Our first question was whether the type of object reported differed between these group, as determined by the shape of the UFO.
df_loc_shape =
df_ufo |>
group_by(location, shape) |>
summarize(n_obs = n()) |>
arrange(desc(n_obs)) |>
pivot_wider(
names_from = "location",
values_from = "n_obs"
)
df_loc_shape |>
head(10) |>
kable(col.names = c("Shape", "Rural", "Urban/Suburban"))
Shape | Rural | Urban/Suburban |
---|---|---|
light | 16728 | 5065 |
circle | 8559 | 2632 |
triangle | 7531 | 2210 |
fireball | 5714 | 1864 |
unknown | 5482 | 1648 |
other | 5298 | 1749 |
sphere | 5130 | 1722 |
disk | 4098 | 1381 |
oval | 3360 | 1116 |
formation | 2677 | 848 |
Both rural and urban reports look similar, with the same ranking of
the reported shapes. The most common descriptor of the UFO was just a
light
, followed by either circle
or
triangle
. To analyze whether descriptions of UFOs varied
between these groups, we conducted a Chi-Squared test of homogeneity.

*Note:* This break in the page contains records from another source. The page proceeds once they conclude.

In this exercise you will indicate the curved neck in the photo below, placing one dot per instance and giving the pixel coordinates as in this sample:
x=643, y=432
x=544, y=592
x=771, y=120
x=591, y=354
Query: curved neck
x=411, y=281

This revealed that the distribution of shapes did differ significantly
between the urban/suburban and rural categories.
df_loc_shape |>
select(-shape) |>
as.matrix() |>
chisq.test()
##
## Pearson's Chi-squared test
##
## data: as.matrix(select(df_loc_shape, -shape))

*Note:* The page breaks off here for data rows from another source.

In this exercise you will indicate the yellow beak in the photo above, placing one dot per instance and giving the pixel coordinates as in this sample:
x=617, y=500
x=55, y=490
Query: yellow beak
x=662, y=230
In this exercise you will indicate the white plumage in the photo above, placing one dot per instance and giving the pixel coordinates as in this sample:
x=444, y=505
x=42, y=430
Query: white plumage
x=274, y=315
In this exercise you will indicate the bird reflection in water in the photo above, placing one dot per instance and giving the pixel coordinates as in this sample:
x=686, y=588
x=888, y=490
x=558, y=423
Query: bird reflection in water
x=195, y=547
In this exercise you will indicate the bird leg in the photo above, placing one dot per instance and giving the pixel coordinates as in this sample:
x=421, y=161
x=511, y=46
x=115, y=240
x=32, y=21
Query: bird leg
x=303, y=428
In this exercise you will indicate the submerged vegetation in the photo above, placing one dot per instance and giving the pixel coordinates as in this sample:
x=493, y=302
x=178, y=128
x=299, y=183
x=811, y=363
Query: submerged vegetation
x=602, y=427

## X-squared = 72.097, df = 22, p-value = 3.082e-07
This result is not being influenced by the comparatively few observations for some shapes. If the data set is restricted to only the top 10 or top 15 shapes, the p-value is still far below 0.05.

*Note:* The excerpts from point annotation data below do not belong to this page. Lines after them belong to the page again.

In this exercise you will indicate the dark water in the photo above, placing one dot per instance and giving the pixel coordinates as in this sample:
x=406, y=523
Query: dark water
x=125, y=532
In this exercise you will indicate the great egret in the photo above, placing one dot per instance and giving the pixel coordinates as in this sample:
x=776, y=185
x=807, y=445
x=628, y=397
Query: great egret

Next, we wish to consider whether the length of UFO encounters is different between the urban/suburban and rural groups. First, we will look at the data, which skewed right (more observations on the second scale than the minute scale, and more on the minute scale than the hour scale). So to understand the distribution, we will look at the data on the log scale.
df_ufo |>
drop_na(duration_clean) |>
filter(duration_clean != 0) |>
ggplot(aes(x = duration_clean, fill = location)) +
geom_histogram(alpha = 0.5, bins = 41, col = I("black")) +
scale_x_continuous(
trans = "log10",
breaks = scales::trans_breaks("log10", function(x) 10^x),
labels = scales::trans_format("log10", scales::math_format(10^.x))
) +
labs(
title = "Distribution of encounter duration",
y = "Number of reports",
x = "Encounter Duration (seconds)",
fill = "Location"
)
Even though the data are highly right-skewed, there are enough observations that it is still valid to compare the data using a t-test. There are 1266 reports with a duration over 2 hours, comprising about 1% of the sample. These reports range from several hours to several months. I will restrict the comparison of the data to those with encounters lasting at most hours.
df_ufo |>
drop_na(duration_clean) |>
filter(duration_clean <= 7200) |>
t.test(duration_clean ~ location, data = _)
##
## Welch Two Sample t-test
##
## data: duration_clean by location
## t = 6.2378, df = 38429, p-value = 4.485e-10
## alternative hypothesis: true difference in means between group rural and group urban is not equal to 0
## 95 percent confidence interval:
## 38.34605 73.48570
## sample estimates:
## mean in group rural mean in group urban
## 625.4033 569.4874
The results of this test suggest that there is a significant difference between the average duration of the rural UFO sightings and the urban UFO sightings. We estimate that sightings in rural areas last for approximately one minute longer than sightings in urban areas (10.5 minutes vs. 9.5 minutes).